En France, trois entreprises distribuent ces produits : Terram, Calcisol et Novaem. Ces dernières dénoncent un lobbying de la part de leurs concurrents, qui voudraient se débarrasser d’un produit plébiscité par la distribution et les agriculteurs. Contactées par Référence agro, les sociétés ont indiqué avoir transmis leur documentation technique à la DGCCRF sans que celle-ci n’identifie de problème particulier. Les directeurs des trois structures l’affirment : leurs engrais sont exempts d’ammoniac de synthèse.
Manque de transparence
Si la composition de ces produits manque de clarté, la démarche portée par les autorités françaises auprès des instances européennes n’est pas plus transparente. La question posée par l’Inao, la DGCCRF et la DGPE n’a pas été rendue publique, ni auprès de la presse, ni auprès des organisations agricoles, ni même auprès du comité national de l’agriculture biologique de l’Inao, d’après une source interne. Contacté par Référence agro, l’Institut n’a pas voulu en dire davantage que son communiqué de presse du 8 septembre. Seule la DGCCRF nous a confié que la question concernait « la compatibilité de ces engrais au regard de la réglementation relative à l’agriculture biologique, notamment de l’exclusion en AB de la vinasse ammoniacale utilisée dans la fabrication de ces engrais ».

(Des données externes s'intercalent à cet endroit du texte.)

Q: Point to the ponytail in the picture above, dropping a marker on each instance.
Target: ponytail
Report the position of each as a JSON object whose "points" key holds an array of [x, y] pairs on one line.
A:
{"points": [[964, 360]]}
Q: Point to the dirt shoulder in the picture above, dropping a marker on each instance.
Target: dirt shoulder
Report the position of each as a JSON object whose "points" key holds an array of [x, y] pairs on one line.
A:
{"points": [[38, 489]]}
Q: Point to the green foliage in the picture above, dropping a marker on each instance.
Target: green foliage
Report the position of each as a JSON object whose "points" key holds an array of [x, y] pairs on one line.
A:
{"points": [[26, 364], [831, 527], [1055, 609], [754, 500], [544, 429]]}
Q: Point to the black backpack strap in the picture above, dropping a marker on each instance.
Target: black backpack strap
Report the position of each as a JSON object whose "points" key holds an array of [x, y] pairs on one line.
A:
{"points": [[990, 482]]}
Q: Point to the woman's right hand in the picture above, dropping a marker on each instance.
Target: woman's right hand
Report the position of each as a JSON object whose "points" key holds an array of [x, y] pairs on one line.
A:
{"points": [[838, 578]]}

La position de l’Inao suggère une mise en œuvre de la position de la Commission européenne par les autorités françaises. C’est-à-dire, interdire l’utilisation de ces produits en agriculture biologique. Or, un haut fonctionnaire de la Commission européenne rappelle que la communication de l’exécutif européen n’a vocation qu’à apporter un éclairage réglementaire, et ne constitue en aucun cas une mesure coercitive. Face à une faible communication de l’institut sur le sujet, le doute plane, pour certains, sur la neutralité de l’Inao dans l’intitulé de la question posée à la Commission européenne et sur son éventuelle récupération pour interdire ces produits.
Pas d’informations pour les importateurs d’engrais perlés
Les metteurs en marché indiquent n’avoir pas été contactés par l’institut, malgré des sollicitations régulières. « Nous n’arrivons pas à savoir quel sera l’organisme chargé de mettre en œuvre une éventuelle interdiction », soupire un importateur français. Ils vont même plus loin : les autorités pourraient avoir, selon eux, communiqué intentionnellement auprès de la presse et des organisations professionnelles avant l’interdiction à venir. « C’est une condamnation à mort, avant même le jugement », s’insurge un autre metteur en marché français.
L’Afaïa et LCA attendent les directives
Quoi qu’il en soit, et face à ce flou, les organisations agricoles ont conseillé à leurs adhérents de retirer ces produits du marché. « Courant 2021, nous avons réuni notre comité de déontologie, et discuté avec les quelques adhérents qui en commercialisaient, pour les dissuader de poursuivre la commercialisation de ce type de produits, explique Laurent Largant, directeur d’Afaïa. Aujourd’hui, nous attendons les directives pour les distributeurs et les agriculteurs qui en ont encore en stock. » Pour le moment, aucune interdiction claire et formelle n’a été émise. « Ce produit est toujours autorisé, rappelle Bastien Fitoussi, responsable agriculture biologique à La Coopération agricole. Nous sommes en attente de la décision officielle des autorités. Et tout l’enjeu, c’est le champ de l’interdiction : quels seront les produits concernés ? Car il y a des synthèses différentes selon les produits. » La Coopération agricole compte plaider pour une harmonisation européenne autour de cette interdiction, pour limiter la concurrence avec les agriculteurs des autres États membres. Que l’on soit favorable ou non à ces produits, l’ensemble des acteurs agricoles attend une clarification de ce dossier de la part des autorités françaises.